= Santa della Pietà =

Italian musician

Santa (also known as Sanza or Samaritana) della Pietà (fl. ca. 1725 – ca. 1750, died after 1774) was an Italian singer, composer, and violinist. She grew up as a foundling in the Ospedale della Pietà, where she received a full musical education. She studied violin with Anna Maria della Pietà, and succeeded her as director of the school orchestra around 1740. She is known to have performed at least six of the violin concertos composed for Anna Maria della Pietà by Vivaldi.

== Life ==
A foundling admitted in infancy to the Ospedale della Pietà, della Pietà received a full grounding in music from early childhood at the coro, or music school, attached to the convent. She is known to have been a contralto soloist, violinist, and composer during the tenures of Giovanni Porta, Nicola Porpora, and Andrea Bernasconi as heads of the school.
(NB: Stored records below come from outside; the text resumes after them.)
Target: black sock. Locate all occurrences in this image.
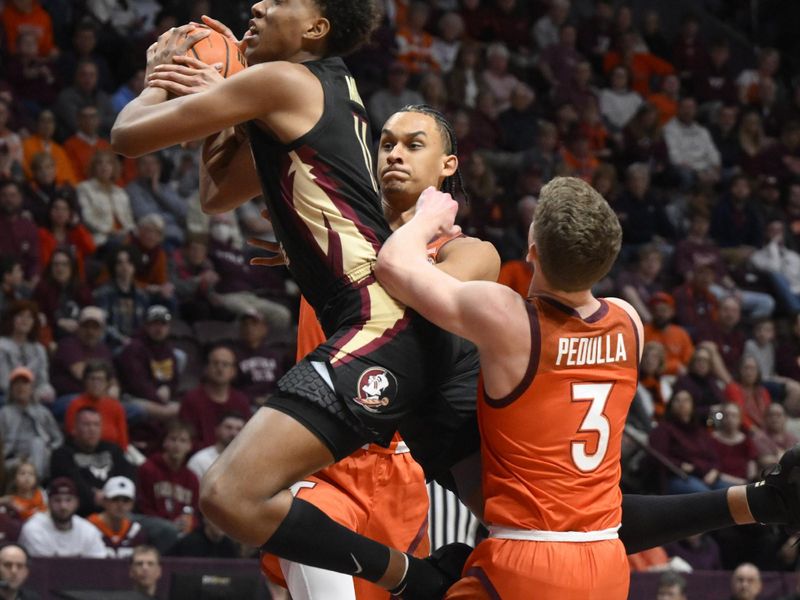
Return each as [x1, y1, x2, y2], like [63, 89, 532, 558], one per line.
[261, 498, 389, 583]
[619, 490, 736, 554]
[745, 483, 788, 523]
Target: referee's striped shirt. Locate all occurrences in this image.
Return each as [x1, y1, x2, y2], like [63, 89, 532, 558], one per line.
[428, 481, 480, 552]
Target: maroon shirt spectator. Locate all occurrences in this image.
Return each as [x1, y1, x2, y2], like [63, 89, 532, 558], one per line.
[178, 346, 250, 449]
[138, 421, 200, 533]
[50, 306, 113, 395]
[235, 310, 290, 406]
[0, 181, 40, 281]
[116, 305, 178, 404]
[694, 296, 747, 373]
[672, 348, 725, 424]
She is also known to have studied violin with Anna Maria della Pietà (also named ″Anna Maria dal violin″) and to have succeeded her as director of the school orchestra around 1740; at this time, she performed at least six of the concertos written by Antonio Vivaldi for Anna Maria. One piece by Santa, a setting of the Vespers Psalm 113 in D, survives.

Along with Agata and Michielina della Pietà, Santa della Pietà was one of three foundlings resident at the Ospedale to become a composer later in life. Nothing further is known about her.